Digital transformation is the big business trend of the decade, and technology can radically overhaul a business’s efficiency and competitiveness but digitising processes doesn’t necessarily make them better. Investing in technology for technology’s sake can be an expensive exercise that changes little or nothing to improve business outcomes.
The starting point in any digital transformation is your problem statement: what are we trying to achieve? Is there a problem that needs fixing or a desired aspirational outcome?
How to get started with digital transformation
Listen to your customers, they will tell you their pain points, their frustrations with their spend, actions and behaviour. These problems are symptomatic, and if you follow the value chain you can find the root causes.
Imagine your customers are becoming increasingly frustrated with the cancellations department. It is a point of friction as customer frustration boils over due to delays in cancelling contracts or services. The easy route would be to look at how cancellations are managed, and then change it to become easy and fast. But is this really a win?
Many businesses are constantly fighting fires, reacting to crises by following the noise and then throwing resources at the problem. You might just be treating a symptom. This is like sticking a band-aid on a wound but not addressing the deeper injury.

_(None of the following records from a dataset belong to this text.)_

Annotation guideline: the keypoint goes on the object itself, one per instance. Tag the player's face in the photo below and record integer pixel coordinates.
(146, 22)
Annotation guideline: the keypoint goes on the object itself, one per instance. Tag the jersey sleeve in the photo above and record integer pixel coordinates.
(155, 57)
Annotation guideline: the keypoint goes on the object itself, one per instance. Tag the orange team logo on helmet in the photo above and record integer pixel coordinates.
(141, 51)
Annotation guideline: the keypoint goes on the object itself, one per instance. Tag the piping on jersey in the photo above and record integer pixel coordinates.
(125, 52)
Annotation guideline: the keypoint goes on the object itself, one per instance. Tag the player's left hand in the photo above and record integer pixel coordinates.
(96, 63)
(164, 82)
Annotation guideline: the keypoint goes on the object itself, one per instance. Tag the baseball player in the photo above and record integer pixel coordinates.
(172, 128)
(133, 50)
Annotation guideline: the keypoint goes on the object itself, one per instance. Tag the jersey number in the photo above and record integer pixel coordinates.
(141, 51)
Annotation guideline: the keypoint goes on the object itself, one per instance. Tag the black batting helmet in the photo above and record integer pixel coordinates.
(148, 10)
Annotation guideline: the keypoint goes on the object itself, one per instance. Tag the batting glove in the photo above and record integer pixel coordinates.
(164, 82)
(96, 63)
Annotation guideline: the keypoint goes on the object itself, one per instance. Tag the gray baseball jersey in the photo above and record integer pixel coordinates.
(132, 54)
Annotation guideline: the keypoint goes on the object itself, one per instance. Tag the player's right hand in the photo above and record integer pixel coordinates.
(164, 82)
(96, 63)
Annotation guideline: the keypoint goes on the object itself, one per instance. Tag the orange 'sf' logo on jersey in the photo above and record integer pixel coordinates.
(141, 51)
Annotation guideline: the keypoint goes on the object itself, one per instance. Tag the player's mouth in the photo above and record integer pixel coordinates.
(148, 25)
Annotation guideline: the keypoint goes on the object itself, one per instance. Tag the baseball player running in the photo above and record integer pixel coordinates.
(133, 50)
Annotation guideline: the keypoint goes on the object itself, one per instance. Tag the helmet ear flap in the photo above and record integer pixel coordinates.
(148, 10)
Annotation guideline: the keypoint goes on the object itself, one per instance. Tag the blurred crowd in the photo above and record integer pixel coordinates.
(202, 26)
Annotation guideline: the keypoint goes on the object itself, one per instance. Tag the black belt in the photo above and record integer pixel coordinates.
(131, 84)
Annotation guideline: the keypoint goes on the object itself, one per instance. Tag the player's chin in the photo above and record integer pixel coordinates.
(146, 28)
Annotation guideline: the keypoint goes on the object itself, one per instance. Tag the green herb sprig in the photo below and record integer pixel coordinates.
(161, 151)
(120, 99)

The more effective strategy is taking a deeper look at why so many customers want to cancel in the first place. If the business focuses on this and fixes the appropriate steps in the value chain, it makes space for innovative solutions, and this is when digital transformation occurs.
Implementing digital transformation that solves the real problem:
- Understand your business problems
Begin by stepping back and understanding how you deliver value. Take an end-to-end view of the business to understand the value chain and how value flows through each step to the end-user or customer.

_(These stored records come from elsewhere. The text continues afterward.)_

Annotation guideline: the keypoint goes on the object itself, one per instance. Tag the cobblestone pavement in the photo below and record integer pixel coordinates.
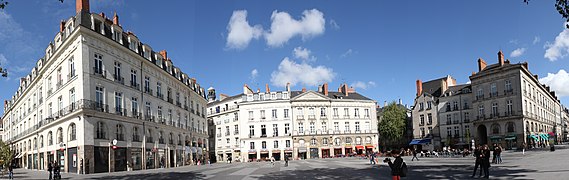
(533, 165)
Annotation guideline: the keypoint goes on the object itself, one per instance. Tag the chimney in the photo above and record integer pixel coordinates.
(116, 19)
(419, 84)
(325, 89)
(81, 5)
(164, 54)
(481, 64)
(500, 58)
(62, 26)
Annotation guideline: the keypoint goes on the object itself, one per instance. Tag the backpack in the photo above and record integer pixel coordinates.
(403, 170)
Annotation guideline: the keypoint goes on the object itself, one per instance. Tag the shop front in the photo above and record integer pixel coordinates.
(325, 153)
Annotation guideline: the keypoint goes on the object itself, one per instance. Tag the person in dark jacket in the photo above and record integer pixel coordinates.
(395, 165)
(486, 161)
(50, 168)
(477, 154)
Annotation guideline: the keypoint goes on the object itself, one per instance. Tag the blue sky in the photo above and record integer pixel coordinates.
(379, 47)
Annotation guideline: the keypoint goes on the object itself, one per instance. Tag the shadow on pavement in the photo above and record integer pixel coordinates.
(152, 176)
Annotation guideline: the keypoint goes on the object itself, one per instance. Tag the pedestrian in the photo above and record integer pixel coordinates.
(415, 155)
(396, 166)
(11, 171)
(478, 161)
(286, 160)
(50, 168)
(486, 161)
(499, 154)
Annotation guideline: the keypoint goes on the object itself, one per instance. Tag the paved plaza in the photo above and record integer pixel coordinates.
(533, 165)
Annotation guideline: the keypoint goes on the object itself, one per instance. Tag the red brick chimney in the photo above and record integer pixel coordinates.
(62, 26)
(419, 84)
(481, 64)
(164, 54)
(81, 5)
(325, 89)
(500, 58)
(116, 19)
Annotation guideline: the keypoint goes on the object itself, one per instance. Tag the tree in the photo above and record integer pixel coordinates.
(6, 155)
(392, 125)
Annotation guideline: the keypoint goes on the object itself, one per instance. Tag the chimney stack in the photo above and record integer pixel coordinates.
(81, 5)
(116, 19)
(481, 64)
(164, 54)
(500, 58)
(62, 26)
(419, 84)
(325, 89)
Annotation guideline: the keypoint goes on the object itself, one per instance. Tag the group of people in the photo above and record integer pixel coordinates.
(482, 154)
(55, 168)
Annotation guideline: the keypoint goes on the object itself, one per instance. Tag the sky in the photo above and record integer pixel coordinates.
(379, 47)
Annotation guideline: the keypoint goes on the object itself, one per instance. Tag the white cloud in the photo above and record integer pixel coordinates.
(347, 53)
(363, 85)
(284, 27)
(334, 24)
(303, 53)
(254, 74)
(536, 40)
(558, 82)
(518, 52)
(300, 73)
(559, 48)
(240, 32)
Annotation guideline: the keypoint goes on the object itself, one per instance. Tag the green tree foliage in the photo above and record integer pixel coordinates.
(6, 155)
(392, 125)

- Develop an understanding of the processes and the context within which these operate
Once you understand how you deliver value and have a view of the entire value chain, then see how your processes fit into this picture.

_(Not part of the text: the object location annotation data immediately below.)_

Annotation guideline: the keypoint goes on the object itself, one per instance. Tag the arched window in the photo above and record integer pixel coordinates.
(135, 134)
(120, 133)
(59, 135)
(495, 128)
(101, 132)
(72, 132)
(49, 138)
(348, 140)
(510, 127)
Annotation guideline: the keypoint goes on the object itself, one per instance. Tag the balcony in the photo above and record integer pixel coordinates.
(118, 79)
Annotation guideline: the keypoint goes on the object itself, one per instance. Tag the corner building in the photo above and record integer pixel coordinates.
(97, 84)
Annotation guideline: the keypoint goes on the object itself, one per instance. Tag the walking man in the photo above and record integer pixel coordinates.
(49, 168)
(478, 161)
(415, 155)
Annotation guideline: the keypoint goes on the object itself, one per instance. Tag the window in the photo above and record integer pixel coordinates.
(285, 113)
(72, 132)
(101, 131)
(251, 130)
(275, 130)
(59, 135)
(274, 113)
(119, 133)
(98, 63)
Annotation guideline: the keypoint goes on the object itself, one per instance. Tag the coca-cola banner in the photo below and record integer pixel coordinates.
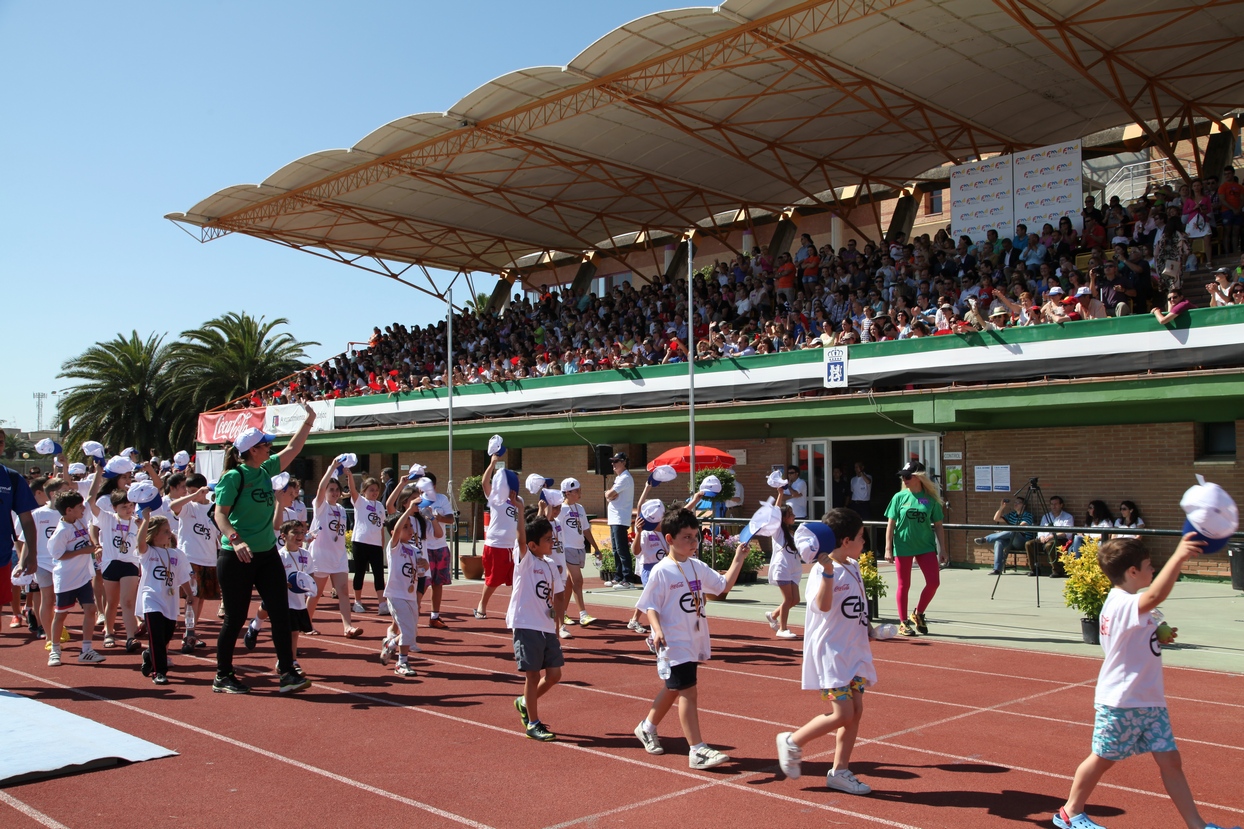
(223, 427)
(286, 420)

- Determine the root cause of the problem
Now you can you look at your business’s processes holistically and explore what is working and what isn’t, and how to fix it. By doing this, you will find the root cause of the key problem, and then be able to dig deeper to fix or optimise the problem area. Do you have too many hand-offs? Are you generating reports no one reads? Are there poor process controls? Are there bottlenecks in the process? What is it costing you? How does it get fixed?
- Fix the process issues and implement a solution that will enable the desired result.
All businesses will have KPAs and KPIs, and (assuming that you are measuring the right things) key process outcomes should be measured against these to determine your performance and desired outcomes against your set objectives. By matching KPA/KPI’s with key process outcomes you can also identify performance thresholds – when are slight deviations acceptable and when should there be an immediate intervention? When you have a clear idea of this you can clearly articulate your requirements, the benefits and the potential ROI of any technological interventions.
Don’t digitise bad processes
When you have the business case, digitising processes makes sense. Any earlier, you might be automating bad processes and end up with bad results faster than ever before. Automation is a factor in improving processes but not the only one. Your processes should enable your people and the business, and digital solutions ensure these processes and people are fully supported.
No process is rigid and there is always room for continued improvement. The best way to develop this deep understanding of processes, and find ways to improve them, is by working with a partner, who brings an external, independent view and expertise to an ecosystem.